Large companies are inflexible and slow-going than their small competitors
It had complex structure, including seven groups and 39 businesses, but sales and distribution are organized by industry sector. Interdivisional rivalries happened a lot, making them hard to overcome challenges of inter-group collaboration
Their culture existed a powerful bureaucracy and inflexible hierarchy, which prevent them from innovation.
2. What is your evaluation of the “horizons of growth” model? What are the distinguishing features of emerging, H3 businesses?
The features of H3 businesses were emerging and still developing and were the seeds of the company’s future. In BCG matrix, those represent as question marks.
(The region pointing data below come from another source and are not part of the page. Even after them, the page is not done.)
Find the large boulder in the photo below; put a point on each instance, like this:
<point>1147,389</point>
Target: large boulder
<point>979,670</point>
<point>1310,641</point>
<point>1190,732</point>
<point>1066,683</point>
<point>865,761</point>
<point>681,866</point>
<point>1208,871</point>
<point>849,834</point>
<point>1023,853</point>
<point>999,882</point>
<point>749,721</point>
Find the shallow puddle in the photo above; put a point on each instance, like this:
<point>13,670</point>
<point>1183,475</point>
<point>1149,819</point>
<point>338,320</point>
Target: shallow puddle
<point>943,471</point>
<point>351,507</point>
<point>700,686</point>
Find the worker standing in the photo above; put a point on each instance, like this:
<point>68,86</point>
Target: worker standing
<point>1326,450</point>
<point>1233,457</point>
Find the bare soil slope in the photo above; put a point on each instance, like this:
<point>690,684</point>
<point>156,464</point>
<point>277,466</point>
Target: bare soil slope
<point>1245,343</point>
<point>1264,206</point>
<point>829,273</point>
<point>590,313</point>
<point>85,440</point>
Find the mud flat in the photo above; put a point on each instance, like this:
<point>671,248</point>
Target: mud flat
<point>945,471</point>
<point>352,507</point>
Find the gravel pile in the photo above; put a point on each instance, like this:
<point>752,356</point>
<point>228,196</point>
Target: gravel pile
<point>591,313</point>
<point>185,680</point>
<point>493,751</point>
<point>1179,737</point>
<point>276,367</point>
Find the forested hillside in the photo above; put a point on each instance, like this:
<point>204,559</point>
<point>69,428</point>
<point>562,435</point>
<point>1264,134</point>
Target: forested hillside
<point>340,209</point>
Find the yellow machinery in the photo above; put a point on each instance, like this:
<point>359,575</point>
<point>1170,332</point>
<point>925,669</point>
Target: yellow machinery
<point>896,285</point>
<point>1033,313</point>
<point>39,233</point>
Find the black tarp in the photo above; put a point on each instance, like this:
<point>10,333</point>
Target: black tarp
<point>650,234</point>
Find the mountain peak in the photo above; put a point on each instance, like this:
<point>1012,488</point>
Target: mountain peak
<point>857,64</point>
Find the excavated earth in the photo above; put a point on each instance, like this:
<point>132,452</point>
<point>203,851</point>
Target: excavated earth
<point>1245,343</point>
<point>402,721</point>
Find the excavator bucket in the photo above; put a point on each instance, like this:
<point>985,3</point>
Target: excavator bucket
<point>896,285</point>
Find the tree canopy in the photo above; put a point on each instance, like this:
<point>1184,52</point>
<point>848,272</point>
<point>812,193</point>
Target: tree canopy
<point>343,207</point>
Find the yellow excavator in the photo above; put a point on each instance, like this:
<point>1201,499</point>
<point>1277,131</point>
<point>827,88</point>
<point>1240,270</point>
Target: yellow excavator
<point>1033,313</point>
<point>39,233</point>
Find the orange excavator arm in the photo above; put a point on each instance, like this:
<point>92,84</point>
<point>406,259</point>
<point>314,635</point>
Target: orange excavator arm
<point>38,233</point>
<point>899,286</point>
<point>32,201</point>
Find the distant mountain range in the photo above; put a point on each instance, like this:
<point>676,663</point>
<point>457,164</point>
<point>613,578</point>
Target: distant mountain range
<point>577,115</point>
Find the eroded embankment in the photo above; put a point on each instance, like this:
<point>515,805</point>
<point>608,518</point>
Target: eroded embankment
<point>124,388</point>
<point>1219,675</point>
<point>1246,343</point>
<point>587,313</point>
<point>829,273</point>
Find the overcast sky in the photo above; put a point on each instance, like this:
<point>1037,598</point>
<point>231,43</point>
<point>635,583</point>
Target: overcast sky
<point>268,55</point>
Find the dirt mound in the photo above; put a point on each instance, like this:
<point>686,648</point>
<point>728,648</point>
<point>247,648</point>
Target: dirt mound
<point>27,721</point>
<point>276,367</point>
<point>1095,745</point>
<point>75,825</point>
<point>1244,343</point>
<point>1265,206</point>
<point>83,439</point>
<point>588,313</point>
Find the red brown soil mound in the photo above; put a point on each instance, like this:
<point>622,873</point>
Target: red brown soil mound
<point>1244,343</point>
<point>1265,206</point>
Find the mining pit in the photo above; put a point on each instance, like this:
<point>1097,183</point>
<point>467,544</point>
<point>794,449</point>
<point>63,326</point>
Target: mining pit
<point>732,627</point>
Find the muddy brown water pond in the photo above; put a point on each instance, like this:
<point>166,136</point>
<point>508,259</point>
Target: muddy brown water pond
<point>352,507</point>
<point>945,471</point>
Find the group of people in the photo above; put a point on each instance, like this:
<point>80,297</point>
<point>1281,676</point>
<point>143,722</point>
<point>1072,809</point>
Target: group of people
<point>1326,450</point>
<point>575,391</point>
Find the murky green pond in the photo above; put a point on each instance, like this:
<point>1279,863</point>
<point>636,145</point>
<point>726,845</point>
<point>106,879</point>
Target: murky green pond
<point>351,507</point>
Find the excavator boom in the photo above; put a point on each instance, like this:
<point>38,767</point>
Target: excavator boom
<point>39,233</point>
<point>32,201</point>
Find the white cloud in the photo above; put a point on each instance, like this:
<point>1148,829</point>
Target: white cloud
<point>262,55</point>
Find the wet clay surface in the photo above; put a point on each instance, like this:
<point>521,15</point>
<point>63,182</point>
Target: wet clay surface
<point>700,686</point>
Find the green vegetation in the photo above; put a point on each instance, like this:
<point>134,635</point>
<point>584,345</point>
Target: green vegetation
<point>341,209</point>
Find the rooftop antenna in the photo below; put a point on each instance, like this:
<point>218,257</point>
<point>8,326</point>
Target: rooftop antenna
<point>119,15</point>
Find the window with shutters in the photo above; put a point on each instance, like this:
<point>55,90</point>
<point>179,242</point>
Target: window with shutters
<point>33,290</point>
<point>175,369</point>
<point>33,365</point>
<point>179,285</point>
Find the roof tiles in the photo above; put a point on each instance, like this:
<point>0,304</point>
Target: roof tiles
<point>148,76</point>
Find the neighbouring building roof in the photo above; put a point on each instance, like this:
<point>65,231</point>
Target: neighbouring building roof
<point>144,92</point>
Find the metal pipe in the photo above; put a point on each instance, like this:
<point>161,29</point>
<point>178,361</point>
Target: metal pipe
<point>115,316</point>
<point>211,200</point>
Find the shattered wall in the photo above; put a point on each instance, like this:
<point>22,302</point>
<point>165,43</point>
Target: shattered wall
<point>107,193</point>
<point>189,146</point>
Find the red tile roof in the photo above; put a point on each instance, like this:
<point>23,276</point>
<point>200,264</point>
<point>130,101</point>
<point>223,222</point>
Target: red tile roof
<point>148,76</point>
This model is not clearly defined. As we can find out through decision-making process, they hardly find out what were in H3 or H2 fields. Also, they didn’t develop clear processors for each horizon. Third, IBM culture is not creative and innovative, and this will make pipelines lack of H3 products.
3. How did the EBO management system evolve over time? What was accomplished during:
a. The Thompson era?
b. The Corporate Strategy era?
During Thompson era, he system were communicated throughout the entire company worldwide, responsibilities were consolidated and a basic formalization of a review process, but the method was still informal
During Corporate Strategy era, the process was formalized. And the program also added different expertise.
4. What are the key elements of the current EBO management system? What is your evaluation of the system?
The key elements are experienced leadership, clear strategy, secured resources, and tracking and monitoring.
The system didn’t developing on group level. It based on unclear criteria and ineffective transition among divisions.